L’idea violenta e corriva che le difficoltà e le
criticità derivanti dal ritorno del lupo si possano risolvere in modo
semplicistico con l’eradicazione del problema mediante lo sterminio, in
termini tecnici, scientifici e di buon senso, appare inappropriata e
irricevibile, per evidenti ragioni di carattere ambientale, ecologico,
giuridico, etico e culturale.
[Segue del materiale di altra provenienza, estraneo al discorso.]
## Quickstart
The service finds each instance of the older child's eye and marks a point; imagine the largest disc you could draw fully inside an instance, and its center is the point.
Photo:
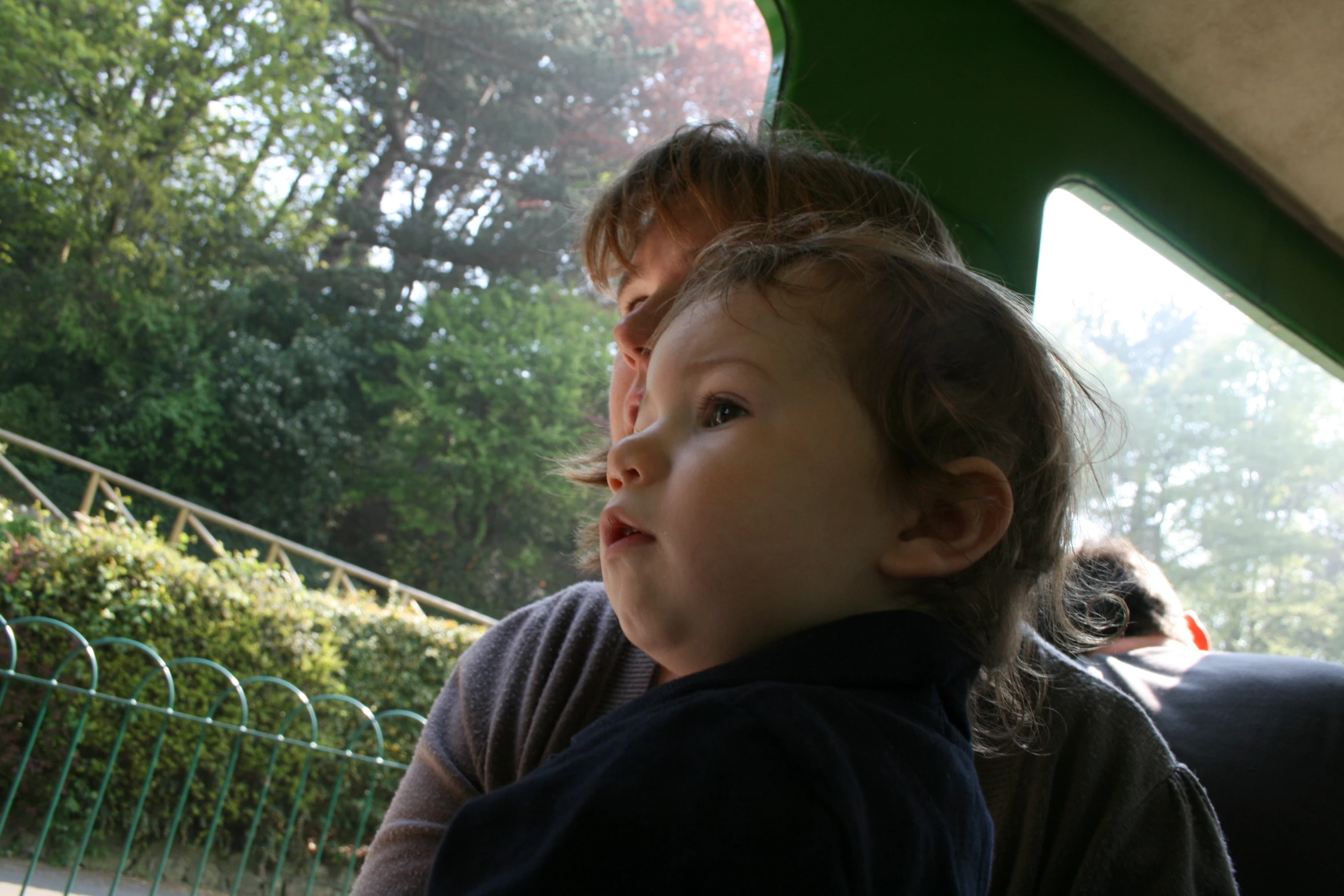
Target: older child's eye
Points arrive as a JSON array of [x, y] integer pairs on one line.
[[722, 410]]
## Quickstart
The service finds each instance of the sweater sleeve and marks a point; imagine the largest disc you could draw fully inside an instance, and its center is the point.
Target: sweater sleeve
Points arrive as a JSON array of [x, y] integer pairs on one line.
[[516, 698], [1171, 844], [1103, 808]]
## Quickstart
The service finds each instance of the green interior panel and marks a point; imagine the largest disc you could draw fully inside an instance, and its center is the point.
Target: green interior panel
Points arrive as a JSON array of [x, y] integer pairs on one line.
[[989, 110]]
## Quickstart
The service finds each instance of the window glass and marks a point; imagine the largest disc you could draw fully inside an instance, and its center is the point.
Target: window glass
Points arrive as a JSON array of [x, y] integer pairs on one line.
[[1230, 473]]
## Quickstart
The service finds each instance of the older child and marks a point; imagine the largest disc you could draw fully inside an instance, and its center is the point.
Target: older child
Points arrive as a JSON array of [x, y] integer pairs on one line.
[[850, 471]]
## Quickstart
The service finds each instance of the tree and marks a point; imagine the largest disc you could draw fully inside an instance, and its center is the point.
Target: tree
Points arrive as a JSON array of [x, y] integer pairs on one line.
[[1231, 477], [226, 224], [508, 379]]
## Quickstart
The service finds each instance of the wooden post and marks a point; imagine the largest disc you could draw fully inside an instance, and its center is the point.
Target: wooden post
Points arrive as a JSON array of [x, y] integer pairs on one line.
[[90, 491], [116, 500], [205, 535], [178, 525]]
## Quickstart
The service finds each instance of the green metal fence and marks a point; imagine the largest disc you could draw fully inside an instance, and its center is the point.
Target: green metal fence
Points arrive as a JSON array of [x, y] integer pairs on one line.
[[246, 786]]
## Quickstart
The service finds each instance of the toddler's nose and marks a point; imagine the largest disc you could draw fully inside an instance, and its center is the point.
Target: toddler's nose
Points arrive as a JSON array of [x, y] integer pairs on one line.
[[636, 460]]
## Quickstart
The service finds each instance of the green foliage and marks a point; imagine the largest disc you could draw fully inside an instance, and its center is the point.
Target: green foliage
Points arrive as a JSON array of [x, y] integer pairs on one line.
[[216, 218], [1231, 477], [507, 381], [117, 581]]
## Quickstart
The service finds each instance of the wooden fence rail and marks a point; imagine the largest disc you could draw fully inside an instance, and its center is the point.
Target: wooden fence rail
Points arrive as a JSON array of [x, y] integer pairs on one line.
[[108, 483]]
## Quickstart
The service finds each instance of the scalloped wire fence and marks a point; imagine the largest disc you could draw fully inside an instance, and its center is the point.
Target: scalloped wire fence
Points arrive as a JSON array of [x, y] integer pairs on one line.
[[245, 793]]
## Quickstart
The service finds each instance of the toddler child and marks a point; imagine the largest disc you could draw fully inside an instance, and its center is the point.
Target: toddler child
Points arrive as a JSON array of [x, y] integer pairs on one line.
[[849, 479]]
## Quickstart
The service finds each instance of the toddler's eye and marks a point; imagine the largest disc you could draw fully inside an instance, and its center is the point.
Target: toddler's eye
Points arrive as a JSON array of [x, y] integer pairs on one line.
[[722, 412]]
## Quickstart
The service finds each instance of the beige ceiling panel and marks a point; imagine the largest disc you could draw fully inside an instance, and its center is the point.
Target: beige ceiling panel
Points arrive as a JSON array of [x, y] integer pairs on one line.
[[1266, 77]]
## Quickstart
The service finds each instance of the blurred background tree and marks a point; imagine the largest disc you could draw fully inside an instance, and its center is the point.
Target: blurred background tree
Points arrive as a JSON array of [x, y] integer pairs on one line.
[[292, 258], [1231, 477]]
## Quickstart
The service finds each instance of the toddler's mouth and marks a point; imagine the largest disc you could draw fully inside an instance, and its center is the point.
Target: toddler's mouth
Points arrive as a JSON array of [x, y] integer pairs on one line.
[[620, 532]]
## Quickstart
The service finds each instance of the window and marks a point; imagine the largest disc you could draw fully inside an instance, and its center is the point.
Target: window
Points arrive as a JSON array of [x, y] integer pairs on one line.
[[1230, 471]]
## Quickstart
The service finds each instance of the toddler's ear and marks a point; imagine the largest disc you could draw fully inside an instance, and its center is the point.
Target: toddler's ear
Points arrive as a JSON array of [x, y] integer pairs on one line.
[[952, 533]]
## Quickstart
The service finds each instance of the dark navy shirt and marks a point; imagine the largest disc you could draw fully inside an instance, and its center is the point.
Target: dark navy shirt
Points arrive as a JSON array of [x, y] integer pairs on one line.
[[836, 760]]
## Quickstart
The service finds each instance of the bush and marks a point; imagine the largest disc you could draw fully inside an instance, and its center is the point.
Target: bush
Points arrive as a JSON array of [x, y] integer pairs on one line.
[[109, 579]]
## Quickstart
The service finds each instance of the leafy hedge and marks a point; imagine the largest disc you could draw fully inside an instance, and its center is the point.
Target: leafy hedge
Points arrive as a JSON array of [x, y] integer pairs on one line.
[[109, 579]]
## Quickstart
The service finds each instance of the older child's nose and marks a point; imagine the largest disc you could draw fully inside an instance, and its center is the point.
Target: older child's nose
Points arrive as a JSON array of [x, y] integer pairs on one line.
[[636, 460], [635, 331]]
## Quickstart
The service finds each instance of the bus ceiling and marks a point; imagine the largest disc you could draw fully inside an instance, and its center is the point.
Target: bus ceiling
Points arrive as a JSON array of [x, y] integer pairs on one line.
[[1214, 122]]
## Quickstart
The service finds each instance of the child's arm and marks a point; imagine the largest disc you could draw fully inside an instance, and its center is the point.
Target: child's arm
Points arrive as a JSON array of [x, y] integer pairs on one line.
[[666, 812]]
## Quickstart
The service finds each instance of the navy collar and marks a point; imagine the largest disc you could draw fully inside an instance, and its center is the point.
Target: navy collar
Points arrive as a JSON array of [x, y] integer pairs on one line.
[[873, 651]]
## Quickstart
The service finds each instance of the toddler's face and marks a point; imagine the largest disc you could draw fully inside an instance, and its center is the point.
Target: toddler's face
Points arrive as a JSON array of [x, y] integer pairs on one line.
[[750, 501]]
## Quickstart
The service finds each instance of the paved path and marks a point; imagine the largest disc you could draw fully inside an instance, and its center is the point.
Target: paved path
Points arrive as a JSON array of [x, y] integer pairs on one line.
[[51, 882]]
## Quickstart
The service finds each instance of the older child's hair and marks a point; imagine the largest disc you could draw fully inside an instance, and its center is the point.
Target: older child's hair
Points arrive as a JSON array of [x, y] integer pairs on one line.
[[785, 183], [722, 174], [948, 364]]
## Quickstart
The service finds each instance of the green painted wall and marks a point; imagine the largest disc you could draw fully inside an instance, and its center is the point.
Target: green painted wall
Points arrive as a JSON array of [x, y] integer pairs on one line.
[[989, 110]]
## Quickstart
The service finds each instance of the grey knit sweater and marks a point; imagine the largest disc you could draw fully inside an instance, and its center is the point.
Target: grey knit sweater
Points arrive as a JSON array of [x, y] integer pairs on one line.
[[1103, 809]]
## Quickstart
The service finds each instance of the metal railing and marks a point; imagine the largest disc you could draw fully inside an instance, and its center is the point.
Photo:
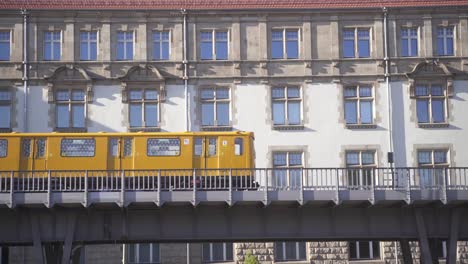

In particolare, ci fa ripiombare a
capofitto in uno degli errori più madornali, drammatici e arroganti
commessi in tempi recenti dalla nostra specie: la patetica e proterva
convinzione che i conflitti e gli attriti con elementi strutturali
specifici dei sistemi viventi complessi si possano superare e risolvere
attraverso la loro cancellazione e la loro distruzione. Si
tratta di quella visione del mondo semplicistica, banale e malata che,
per fare solo uno degli innumerevoli esempi possibili, ci ha portato a
credere che i problemi dell’agricoltura potessero essere azzerati con il
ricorso massiccio alla chimica, sterminando ogni forma vivente
potenzialmente ostile per mezzo dell’irrorazione profusa delle colture
con dosi crescenti e letali di pesticidi tossici.
Il risultato di tale approccio, a distanza di tempo, è stato rovinoso e dovrebbe insegnarci qualcosa.
La
scienza, la logica, la sensibilità e il buon senso ci dicono in modo
chiaro e trasparente che con il lupo, come con ogni irripetibile
elemento delle reti intrecciate e creative che formano la filigrana
aurea della vita, dovremmo instaurare un rapporto basato non già
su una necrofila volontà di annientamento, bensì su una biofilica
predisposizione alla coabitazione e al dialogo.
Con il
lupo, se una volta tanto lasciassimo che a guidare i nostri pensieri e
le nostre azioni fosse la saggezza e non l’irrazionalità, la parola d’ordine non dovrebbe essere guerra, ma alleanza. Non sterminio, bensì convivenza.